Don't forget to read my contribution to the blogathon! :)

angelman66 said...

Hi Le - thank you so much for stopping by! Rita was painfully shy and never liked looking glamorous or wearing slinky gowns. Even when she was the Princess Aly Khan, she would go around in blue jeans and sweaters far before it was fashionable, her hair up in a kerchief and no makeup!

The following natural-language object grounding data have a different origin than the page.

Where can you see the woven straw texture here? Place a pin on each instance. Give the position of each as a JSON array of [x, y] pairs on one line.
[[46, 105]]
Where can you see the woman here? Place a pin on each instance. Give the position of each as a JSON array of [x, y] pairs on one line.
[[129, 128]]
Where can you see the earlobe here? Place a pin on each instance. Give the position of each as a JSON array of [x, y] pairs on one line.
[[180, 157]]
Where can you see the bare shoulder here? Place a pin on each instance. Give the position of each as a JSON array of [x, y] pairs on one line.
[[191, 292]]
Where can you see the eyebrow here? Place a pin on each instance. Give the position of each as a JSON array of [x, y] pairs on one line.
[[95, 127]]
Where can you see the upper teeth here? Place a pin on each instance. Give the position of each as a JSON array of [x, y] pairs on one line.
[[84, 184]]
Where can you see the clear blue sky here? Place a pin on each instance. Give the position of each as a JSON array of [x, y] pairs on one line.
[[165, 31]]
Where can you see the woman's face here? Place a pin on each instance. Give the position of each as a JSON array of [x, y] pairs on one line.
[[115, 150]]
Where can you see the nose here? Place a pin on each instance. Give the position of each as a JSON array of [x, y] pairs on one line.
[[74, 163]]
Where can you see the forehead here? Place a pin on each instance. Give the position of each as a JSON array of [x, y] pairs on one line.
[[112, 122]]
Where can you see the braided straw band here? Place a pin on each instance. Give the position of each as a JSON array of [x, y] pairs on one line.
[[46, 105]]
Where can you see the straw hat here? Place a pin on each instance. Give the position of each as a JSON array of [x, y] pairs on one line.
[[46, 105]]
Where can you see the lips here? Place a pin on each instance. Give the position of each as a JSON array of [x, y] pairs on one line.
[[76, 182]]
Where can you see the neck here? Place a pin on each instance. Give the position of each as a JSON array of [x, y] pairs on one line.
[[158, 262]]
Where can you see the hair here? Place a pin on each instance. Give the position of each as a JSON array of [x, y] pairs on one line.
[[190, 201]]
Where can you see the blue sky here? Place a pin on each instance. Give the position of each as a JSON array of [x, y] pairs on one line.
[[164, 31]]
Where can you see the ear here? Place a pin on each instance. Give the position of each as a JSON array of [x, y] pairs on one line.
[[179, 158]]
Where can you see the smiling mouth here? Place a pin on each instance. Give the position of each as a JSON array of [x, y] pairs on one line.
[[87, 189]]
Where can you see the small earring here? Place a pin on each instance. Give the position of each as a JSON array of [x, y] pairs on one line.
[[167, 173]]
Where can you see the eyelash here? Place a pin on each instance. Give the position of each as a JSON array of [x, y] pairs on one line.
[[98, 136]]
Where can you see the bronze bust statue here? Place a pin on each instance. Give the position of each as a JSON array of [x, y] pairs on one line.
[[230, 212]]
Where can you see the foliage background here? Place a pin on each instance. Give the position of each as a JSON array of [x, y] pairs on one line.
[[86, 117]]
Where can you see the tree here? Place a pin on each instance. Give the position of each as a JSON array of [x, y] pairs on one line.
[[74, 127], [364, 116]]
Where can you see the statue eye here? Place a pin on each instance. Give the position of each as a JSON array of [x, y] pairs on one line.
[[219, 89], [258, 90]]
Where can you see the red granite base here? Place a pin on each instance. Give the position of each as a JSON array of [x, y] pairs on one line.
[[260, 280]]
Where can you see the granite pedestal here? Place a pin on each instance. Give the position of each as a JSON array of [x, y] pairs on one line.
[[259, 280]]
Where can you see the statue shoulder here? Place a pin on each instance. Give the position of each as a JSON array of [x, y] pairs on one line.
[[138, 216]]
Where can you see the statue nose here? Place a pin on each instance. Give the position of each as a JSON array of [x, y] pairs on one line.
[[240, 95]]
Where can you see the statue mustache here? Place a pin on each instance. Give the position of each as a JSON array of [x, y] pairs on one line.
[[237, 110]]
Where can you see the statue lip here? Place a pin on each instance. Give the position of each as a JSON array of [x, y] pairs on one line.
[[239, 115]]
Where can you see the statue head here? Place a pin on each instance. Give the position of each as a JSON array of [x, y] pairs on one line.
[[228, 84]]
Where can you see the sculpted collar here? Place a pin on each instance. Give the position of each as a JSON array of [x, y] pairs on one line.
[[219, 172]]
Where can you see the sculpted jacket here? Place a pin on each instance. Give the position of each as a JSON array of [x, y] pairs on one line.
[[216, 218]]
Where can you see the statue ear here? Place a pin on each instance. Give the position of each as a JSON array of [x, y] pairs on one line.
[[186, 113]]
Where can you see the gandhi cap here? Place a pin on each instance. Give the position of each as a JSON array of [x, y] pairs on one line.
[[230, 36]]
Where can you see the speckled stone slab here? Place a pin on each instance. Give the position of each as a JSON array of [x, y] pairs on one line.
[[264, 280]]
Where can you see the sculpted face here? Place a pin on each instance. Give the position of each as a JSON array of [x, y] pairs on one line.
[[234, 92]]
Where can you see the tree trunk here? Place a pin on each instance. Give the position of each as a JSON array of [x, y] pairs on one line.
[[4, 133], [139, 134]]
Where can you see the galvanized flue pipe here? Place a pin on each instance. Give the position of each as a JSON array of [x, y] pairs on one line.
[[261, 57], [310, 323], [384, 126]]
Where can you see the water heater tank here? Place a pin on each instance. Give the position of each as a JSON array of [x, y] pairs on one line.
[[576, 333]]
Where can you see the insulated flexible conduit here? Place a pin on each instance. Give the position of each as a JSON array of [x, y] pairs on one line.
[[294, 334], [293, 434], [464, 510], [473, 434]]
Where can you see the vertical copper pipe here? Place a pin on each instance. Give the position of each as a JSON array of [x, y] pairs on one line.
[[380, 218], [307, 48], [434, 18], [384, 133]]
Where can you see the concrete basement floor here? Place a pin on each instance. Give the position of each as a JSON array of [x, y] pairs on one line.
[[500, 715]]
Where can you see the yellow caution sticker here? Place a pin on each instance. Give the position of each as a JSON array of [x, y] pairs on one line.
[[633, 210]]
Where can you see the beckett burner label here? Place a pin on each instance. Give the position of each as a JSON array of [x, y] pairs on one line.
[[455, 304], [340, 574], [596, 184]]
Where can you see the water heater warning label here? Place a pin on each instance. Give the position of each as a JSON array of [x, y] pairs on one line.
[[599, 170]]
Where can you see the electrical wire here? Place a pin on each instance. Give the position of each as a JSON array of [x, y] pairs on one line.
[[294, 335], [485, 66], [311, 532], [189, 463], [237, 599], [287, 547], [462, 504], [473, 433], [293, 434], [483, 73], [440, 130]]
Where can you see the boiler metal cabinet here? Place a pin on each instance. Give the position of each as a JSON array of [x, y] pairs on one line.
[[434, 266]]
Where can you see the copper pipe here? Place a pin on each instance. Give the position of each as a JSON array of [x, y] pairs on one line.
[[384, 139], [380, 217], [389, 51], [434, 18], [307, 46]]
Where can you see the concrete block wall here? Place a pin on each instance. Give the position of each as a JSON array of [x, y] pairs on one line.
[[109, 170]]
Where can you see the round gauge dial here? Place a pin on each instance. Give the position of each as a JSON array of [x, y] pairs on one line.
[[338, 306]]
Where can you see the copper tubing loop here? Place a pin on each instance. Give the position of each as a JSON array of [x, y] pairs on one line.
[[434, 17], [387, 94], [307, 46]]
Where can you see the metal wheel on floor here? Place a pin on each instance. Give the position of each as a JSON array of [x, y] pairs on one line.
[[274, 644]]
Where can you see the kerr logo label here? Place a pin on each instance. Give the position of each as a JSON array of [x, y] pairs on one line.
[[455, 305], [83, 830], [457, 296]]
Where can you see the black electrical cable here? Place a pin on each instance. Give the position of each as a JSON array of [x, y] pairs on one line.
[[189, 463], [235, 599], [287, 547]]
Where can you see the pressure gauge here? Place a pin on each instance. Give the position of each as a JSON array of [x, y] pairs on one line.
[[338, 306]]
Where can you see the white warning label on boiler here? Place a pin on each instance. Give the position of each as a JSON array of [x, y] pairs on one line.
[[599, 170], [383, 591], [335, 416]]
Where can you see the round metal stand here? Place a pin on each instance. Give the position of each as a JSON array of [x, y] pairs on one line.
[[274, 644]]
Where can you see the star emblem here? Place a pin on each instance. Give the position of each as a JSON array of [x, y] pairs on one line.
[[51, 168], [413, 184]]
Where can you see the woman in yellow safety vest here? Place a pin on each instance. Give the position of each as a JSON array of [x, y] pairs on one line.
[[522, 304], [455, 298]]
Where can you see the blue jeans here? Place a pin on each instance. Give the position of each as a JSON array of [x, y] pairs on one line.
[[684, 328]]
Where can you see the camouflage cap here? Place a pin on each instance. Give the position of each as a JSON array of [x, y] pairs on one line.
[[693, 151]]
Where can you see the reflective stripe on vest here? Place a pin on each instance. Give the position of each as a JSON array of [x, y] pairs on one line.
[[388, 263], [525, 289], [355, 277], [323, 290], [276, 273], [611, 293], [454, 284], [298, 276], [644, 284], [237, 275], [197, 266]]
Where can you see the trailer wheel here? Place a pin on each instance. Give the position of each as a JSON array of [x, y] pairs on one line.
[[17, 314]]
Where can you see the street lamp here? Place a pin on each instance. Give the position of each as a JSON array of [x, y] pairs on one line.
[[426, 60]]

Can't wait to read your Film Noir entry! On my way there soon!!

Ken Anderson said...

Hi Chris
For all the movie obscurities I've seen, there seem to be an equal amount of cinema classics I've yet to settle down to watch; Gilda is one of them. I love film noir and I've seen Hayworth's musical number many times, but I've never seen the film in toto.
Your terrific post whets my appetite and beautifully lays out a catalog of scenes to look out for.
It's high time I gave "Gilda" her due. Very much enjoyed reading your thoughts on this enduring classic!

angelman66 said...

Hi Ken, thanks for visiting! Yes, I think you'll love this one as much as I do...the dark and melancholy moods, the themes of love and hate, the wonderful character actors, the chemistry of Ford and Hayworth, the stylish production design and's just a perfect movie, all around. Hope you agree!

Rick Gould said...

Hey Chris-Thanks for responding on my Blog today, I'd respond there, but the little comment icon keeps spinning!

About YOUR blog could hardly choose better than "Gilda" for the sexiest noir ever.
That same year, "The Postman Always Rings Twice" came out and is also considered a classic.
BUT, I never felt Lana had Rita's natural sensuality. Turner seemed like the most pristine white diner waitress in the whole USA ; )

And to tweak a title from another Hayworth movie, Rita was never lovelier than in "Gilda."

PS, I thought the Ballin character was kinda sexy in a perverse way!

Cheers! And add me to your list of blogs if you like...
And when I figure out how to do the same on my blog, I will ; )


angelman66 said...

Hi Rick -thanks for visiting and commenting on Gilda! I love your blog too, your subject matter is right up my alley!
I never thought of Glenn Ford as a hottie until this movie...and George Macready as Ballin has a sinister sensuality as well...
Loved your post on Metalious and Susann, by the way!